Broughty Castle Museum
Broughty Castle sits imposingly at the mouth of the River Tay, on the east coast of Scotland. Built on 1496 on a rocky promontory, it has faced many sieges and battles. These have left their scars, with marks made by cannon shot still visible.During the 18th Century it fell into ruin to be rebuilt in the 1860s as part of the coastal defence system. It has been a museum of local history and war relics since 1969, run by Dundee City Council and maintained by Historic Scotland.
The Museum, set out on 4 floors, houses fascinating displays on the life and times of Broughty Ferry, its people, environment and wildlife. Visitors can take a journey through 400 million years with the delightful 'Brochtie' family and compare their lives with their ancestors.
The Orchar Collection is one of the most important collections of Scottish Victorian art in the country. It was built up by James Guthrie Orchar (1825-1898), a great patron of the arts and former provost of Broughty Ferry.

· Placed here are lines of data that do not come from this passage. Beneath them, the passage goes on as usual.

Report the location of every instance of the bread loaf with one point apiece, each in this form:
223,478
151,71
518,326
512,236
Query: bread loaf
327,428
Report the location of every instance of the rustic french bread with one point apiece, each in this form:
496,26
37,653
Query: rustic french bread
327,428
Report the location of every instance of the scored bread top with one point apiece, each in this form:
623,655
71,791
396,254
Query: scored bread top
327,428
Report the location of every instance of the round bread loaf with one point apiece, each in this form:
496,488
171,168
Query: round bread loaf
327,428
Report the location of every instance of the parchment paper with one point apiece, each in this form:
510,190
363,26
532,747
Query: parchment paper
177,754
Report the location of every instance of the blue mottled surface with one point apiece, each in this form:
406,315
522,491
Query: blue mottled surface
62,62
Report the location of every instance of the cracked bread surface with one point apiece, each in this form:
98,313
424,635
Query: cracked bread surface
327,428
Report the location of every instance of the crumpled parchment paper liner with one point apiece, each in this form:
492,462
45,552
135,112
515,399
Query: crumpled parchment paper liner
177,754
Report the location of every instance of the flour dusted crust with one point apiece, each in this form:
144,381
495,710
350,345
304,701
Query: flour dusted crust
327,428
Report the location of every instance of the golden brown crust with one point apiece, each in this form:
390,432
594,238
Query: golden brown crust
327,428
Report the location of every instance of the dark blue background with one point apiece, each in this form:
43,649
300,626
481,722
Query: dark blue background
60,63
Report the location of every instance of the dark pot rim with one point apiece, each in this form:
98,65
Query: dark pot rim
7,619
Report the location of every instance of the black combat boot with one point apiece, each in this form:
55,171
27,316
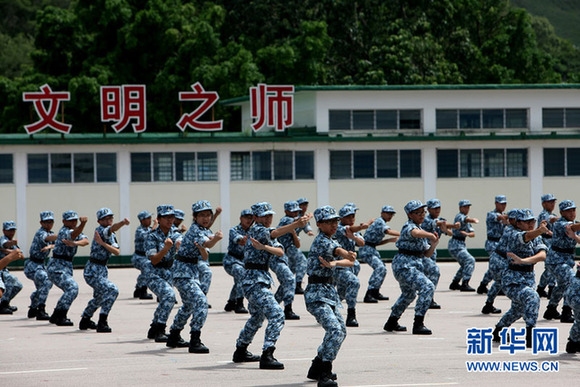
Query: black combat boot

This exhibition returns some thirty of Orchar's paintings to permanent display in Broughty Ferry. It features work by artists of the Scott Lauder Group, famed for their gestural brushwork and love of colour, alongside 20th century paintings by Philip de Laszlo and James McIntosh Patrick.
April - September
Mon to Sat 10am-4pm
October - March
Tues to Sat 10am-4pm
Follow the A930 from Dundee along the coast towards. Broughty Ferry (approx 5 miles).
By bus take nos 39, 69, 73, 75, 77 from Dundee city centre to Broughty Ferry.
Shop selling a variety of gifts, cards and small souvenirs. Refreshment room selling hot and soft drinks.
As a fortified and listed building, we regret that Broughty Castle has very restricted access for people whose mobility is limited. Due to the spiral staircase access for wheelchair users is not possible.